Production : CJ Entertainement, Tube Pictures.
Producteur : Hwang Moo-hyun, Hwang Jae-yo.
Producteur exécutif : KimSeug-bum.
Scénario : Lee Jeong-hyan.
Image : Yoon Hong-shik.
Direction artistique : Shin Jum-hee.
Montage : Kim Jae-feom, Kim Sang-beom.
Musique : Kim Dae-hong, Kim Yang-hee.
Interprétation : Kim Eul-boon (la grand-mère), Yoo Seung-ho (Sang-woo, l’enfant), Dong Yohee (la mère de Sang-woo), Min Kyung-hyung (Cheol-yee, le jeune garçon), Yim Eun-kyung (Hae-yeon, la fillette).
Distribution : Les Films du préau

Résumé

Le temps de retrouver du travail, une jeune mère, installée à Séoul et élevant seule son enfant, Sang-woo, le confie à sa grand-mère, qui vit dans une campagne reculée, coupée de tout, en pleine montagne. Très mécontent de cette décision, l’enfant, qui ne connaît pas sa grand-mère, une vieille femme voûtée, muette, qui s’exprime par gestes, témoigne en toutes circonstances de sa mauvaise humeur, alors que la grand-mère refuse toute relation d’autorité face à son incorrection récurrente, et se montre patiente et compréhensive. Il se réfugie dans son univers qui, outre sa nourriture apportée par sa mère, est composé pour l’essentiel de ses jeux et de sa console vidéo portable. Lorsque les piles de son jeu sont usées, il se rend seul au village voisin pour en trouver, sans succès. Ayant perdu son chemin, il est raccompagné en vélo par un vieux paysan qui lui vient en aide. Refusant l’amitié du garçon du village voisin, Cheol-yee, Sang-woo changera d’attitude quand il verra qu’il a pour ami une jeune fille, Hae-yeon, faisant tout désormais pour attirer l’attention de cette dernière.

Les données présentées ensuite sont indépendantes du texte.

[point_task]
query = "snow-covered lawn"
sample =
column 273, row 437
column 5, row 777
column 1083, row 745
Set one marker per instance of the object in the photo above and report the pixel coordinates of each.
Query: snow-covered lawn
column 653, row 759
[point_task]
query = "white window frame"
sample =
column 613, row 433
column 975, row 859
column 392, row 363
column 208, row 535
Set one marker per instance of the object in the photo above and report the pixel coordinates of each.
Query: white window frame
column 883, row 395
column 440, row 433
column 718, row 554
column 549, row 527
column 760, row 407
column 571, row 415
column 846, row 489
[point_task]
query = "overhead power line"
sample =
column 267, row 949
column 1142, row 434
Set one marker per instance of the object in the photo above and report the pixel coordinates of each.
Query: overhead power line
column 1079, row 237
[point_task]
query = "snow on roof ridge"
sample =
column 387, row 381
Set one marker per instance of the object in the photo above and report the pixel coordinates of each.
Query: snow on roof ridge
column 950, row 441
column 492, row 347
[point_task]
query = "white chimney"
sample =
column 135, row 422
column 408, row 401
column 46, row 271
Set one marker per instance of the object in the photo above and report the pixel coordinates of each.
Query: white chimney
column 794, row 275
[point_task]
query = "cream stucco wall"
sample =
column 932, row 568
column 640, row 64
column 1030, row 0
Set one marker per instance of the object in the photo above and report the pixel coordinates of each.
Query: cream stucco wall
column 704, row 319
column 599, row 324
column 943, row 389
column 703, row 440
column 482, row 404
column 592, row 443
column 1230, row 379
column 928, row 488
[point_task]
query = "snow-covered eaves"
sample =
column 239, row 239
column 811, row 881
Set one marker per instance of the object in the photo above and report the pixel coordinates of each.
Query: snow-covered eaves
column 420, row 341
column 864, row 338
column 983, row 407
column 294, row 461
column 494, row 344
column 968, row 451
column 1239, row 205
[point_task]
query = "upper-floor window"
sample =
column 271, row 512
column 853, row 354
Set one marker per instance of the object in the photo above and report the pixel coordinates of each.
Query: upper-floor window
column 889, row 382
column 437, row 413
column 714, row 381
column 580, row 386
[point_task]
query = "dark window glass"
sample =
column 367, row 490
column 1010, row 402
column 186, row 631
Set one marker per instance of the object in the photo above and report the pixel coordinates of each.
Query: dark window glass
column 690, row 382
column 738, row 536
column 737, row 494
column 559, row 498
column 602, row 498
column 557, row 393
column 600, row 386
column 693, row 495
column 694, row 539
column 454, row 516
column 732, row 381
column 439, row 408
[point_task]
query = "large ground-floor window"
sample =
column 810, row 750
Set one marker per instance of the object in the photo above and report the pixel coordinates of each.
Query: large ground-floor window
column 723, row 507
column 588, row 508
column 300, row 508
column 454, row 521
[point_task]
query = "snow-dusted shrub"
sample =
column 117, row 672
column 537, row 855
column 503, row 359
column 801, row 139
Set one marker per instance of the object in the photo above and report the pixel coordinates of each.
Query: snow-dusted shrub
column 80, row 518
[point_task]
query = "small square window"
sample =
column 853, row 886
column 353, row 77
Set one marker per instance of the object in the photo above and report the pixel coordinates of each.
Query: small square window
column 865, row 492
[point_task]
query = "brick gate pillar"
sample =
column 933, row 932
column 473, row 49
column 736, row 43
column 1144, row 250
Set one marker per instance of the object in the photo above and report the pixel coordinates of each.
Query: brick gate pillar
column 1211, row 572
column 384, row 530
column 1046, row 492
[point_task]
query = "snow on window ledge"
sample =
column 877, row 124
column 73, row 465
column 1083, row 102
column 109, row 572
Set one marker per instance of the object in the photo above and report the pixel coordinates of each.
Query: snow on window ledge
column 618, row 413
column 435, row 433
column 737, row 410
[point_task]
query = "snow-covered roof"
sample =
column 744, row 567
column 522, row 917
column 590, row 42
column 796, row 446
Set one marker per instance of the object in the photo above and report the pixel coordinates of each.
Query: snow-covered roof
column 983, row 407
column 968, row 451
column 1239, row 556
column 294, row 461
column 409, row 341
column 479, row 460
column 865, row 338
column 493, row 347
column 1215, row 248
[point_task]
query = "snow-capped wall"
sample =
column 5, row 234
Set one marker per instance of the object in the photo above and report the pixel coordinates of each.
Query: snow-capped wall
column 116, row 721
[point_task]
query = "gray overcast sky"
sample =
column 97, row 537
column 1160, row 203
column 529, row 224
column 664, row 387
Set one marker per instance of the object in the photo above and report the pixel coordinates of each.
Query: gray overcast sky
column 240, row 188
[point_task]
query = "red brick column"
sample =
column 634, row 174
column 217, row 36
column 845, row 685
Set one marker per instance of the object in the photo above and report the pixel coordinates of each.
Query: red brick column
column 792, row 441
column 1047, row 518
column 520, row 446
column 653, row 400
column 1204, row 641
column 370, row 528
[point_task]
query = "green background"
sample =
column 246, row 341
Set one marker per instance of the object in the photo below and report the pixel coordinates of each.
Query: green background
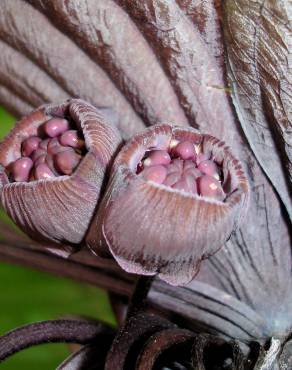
column 28, row 296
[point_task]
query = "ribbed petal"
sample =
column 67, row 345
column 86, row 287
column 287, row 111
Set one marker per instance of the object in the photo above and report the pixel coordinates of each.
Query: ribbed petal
column 153, row 229
column 59, row 209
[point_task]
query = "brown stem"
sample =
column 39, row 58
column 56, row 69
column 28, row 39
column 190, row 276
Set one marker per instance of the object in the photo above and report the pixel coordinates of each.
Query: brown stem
column 55, row 331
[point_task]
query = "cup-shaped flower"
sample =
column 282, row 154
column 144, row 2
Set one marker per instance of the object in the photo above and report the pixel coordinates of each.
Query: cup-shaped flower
column 53, row 164
column 173, row 199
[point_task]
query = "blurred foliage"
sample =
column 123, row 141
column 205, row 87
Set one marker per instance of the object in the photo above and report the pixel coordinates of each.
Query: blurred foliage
column 28, row 296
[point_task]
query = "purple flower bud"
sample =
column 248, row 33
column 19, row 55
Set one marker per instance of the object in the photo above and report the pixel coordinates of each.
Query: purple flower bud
column 168, row 227
column 44, row 202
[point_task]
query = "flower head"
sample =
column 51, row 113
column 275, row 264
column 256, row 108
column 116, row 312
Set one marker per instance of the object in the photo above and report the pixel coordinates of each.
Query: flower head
column 174, row 198
column 53, row 165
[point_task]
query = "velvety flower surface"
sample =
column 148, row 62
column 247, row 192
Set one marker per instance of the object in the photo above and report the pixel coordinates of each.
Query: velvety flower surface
column 53, row 165
column 173, row 199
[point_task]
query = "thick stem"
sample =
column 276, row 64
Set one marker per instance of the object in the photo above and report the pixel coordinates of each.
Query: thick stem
column 55, row 331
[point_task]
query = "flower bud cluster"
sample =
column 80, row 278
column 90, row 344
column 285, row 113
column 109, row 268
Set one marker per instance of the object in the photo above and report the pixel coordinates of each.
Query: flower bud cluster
column 162, row 203
column 55, row 151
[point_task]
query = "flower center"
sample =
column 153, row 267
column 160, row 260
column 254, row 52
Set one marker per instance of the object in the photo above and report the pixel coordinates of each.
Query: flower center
column 57, row 151
column 184, row 167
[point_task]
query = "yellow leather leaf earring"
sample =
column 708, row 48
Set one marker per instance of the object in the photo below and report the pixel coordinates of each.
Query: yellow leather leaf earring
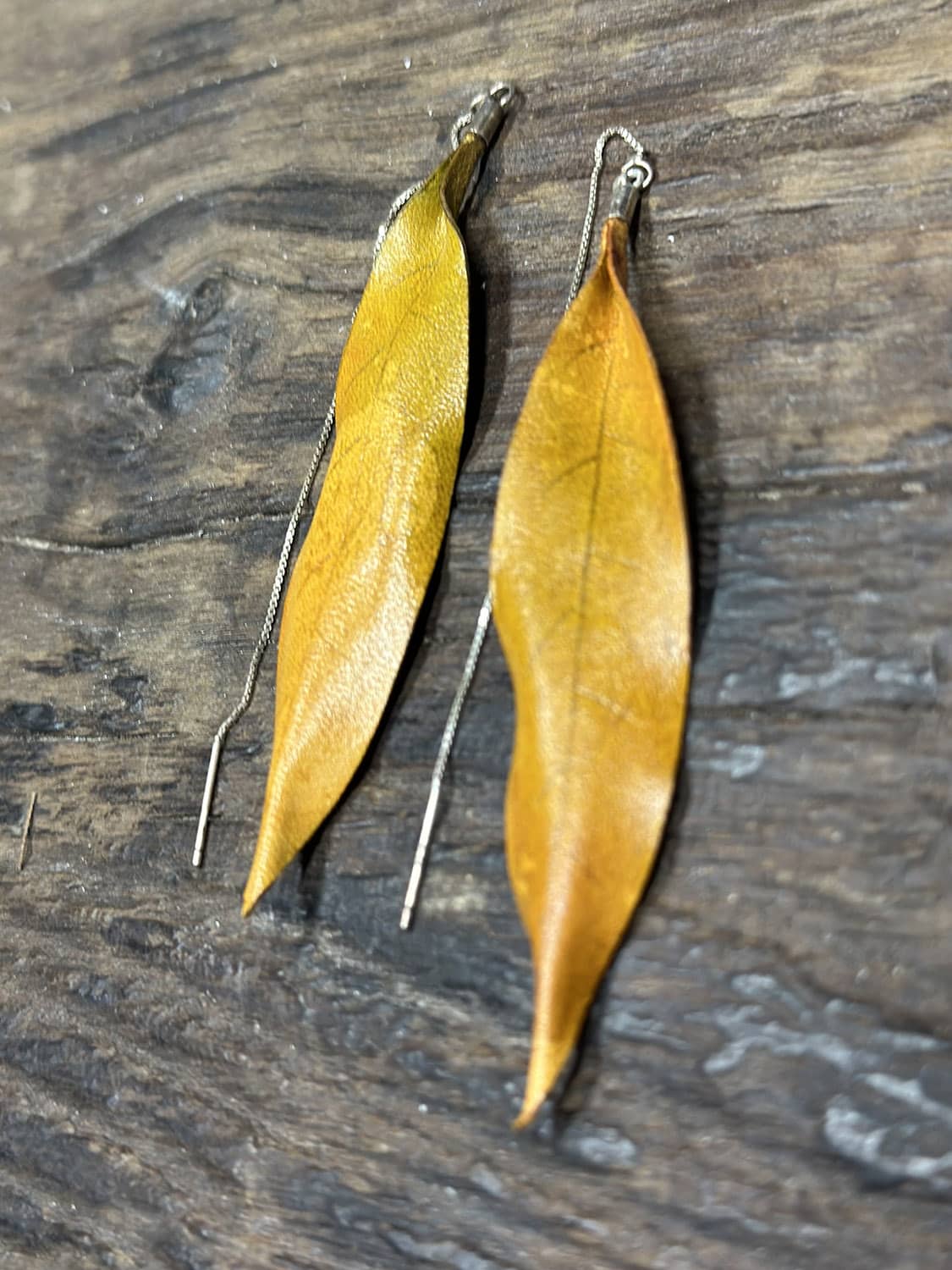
column 365, row 566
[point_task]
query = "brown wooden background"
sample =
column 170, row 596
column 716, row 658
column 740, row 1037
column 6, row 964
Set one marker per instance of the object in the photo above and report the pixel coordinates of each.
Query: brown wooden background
column 188, row 200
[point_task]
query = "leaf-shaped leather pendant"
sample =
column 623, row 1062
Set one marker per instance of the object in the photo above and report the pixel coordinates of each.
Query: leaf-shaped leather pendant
column 591, row 581
column 363, row 569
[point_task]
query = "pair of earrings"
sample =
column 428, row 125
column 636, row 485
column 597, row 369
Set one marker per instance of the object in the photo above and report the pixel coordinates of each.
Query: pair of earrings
column 589, row 583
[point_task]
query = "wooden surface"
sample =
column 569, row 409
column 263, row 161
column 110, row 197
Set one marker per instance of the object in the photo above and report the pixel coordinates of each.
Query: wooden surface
column 188, row 198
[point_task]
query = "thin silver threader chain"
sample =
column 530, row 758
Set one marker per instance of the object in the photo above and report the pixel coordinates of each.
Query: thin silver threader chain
column 639, row 172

Accompagnant sa grand-mère au marché de la ville voisine, il découvre ses maigres moyens de subsistance (la vente des produits de son jardin) mais la laisse rentrer seule, préférant la complicité du garçon et de la fillette. Jouant des mauvais tours au garçon, en lui faisant croire qu’une vache enragée le poursuit, il sera heureux de compter sur lui pour écarter le danger lorsque l’animal sera à ses trousses. Il changera d’attitude à son égard, découvrant que les autres peuvent lui être utiles et ne sont pas seulement les jouets de ses amusements personnels. Lorsque la grand-mère tend à Sang-woo une enveloppe timbrée à son adresse en lui demandant de lui apprendre à écrire quelques formules types (« Je suis malade », « Tu me manques »), l’enfant découvre la valeur et la signification du besoin de l’autre et du lien affectif. Au moment de la séparation, lorsque la mère revient chercher son enfant, le message offert en cadeau par Sang-woo à la grand-mère sur ses cartes de super héros qu’il ne ramène pas avec lui (« Tu me manques »), vaut à la fois pour elle par rapport à lui (un « modèle » de lettre à son usage, son sentiment envers son petit-fils) mais aussi pour lui par rapport à sa grand-mère, sous la forme d’un aveu implicite. La grand-mère rentre seule chez elle, découvrant en chemin les cartes laissées par Sang-woo, avant de retrouver sa maison au sommet de la colline.

Note d'intention

Jiburo, film coréen contemporain, raconte l’histoire d’un petit garçon capricieux qui, pendant les vacances d’été, va apprendre à devenir humain grâce à sa grand-mère. La vieille dame accueille son petit-fils dans son humble demeure, une baraque de bois dans un petit village. Le jeune citadin habitué aux jeux vidéo et à la nourriture fast-food va, non sans douleur, découvrir une nouvelle façon de vivre.
Avec pudeur, la réalisatrice montre la difficulté de communiquer entre les générations, un fossé culturel que la société de consommation ne cesse de creuser.

Mots clé

Grossièreté, ridicule, cruauté, jeu vidéo, vacances, sale gosse, rural, garçon/fille, grand-mère

 

Jiburo

 

 

 

 

 

 

 

 

 

 

 

Extrait du Point de vue du Cahier de notes sur...
écrit par Charles Tesson

 

« Puise en toi l’idée de ce que tu peux faire pour les autres, voilà qui te mettra dans le sens du ren ! »
(Entretiens de Confucius, « Des disciples »,
Livre VI, 28).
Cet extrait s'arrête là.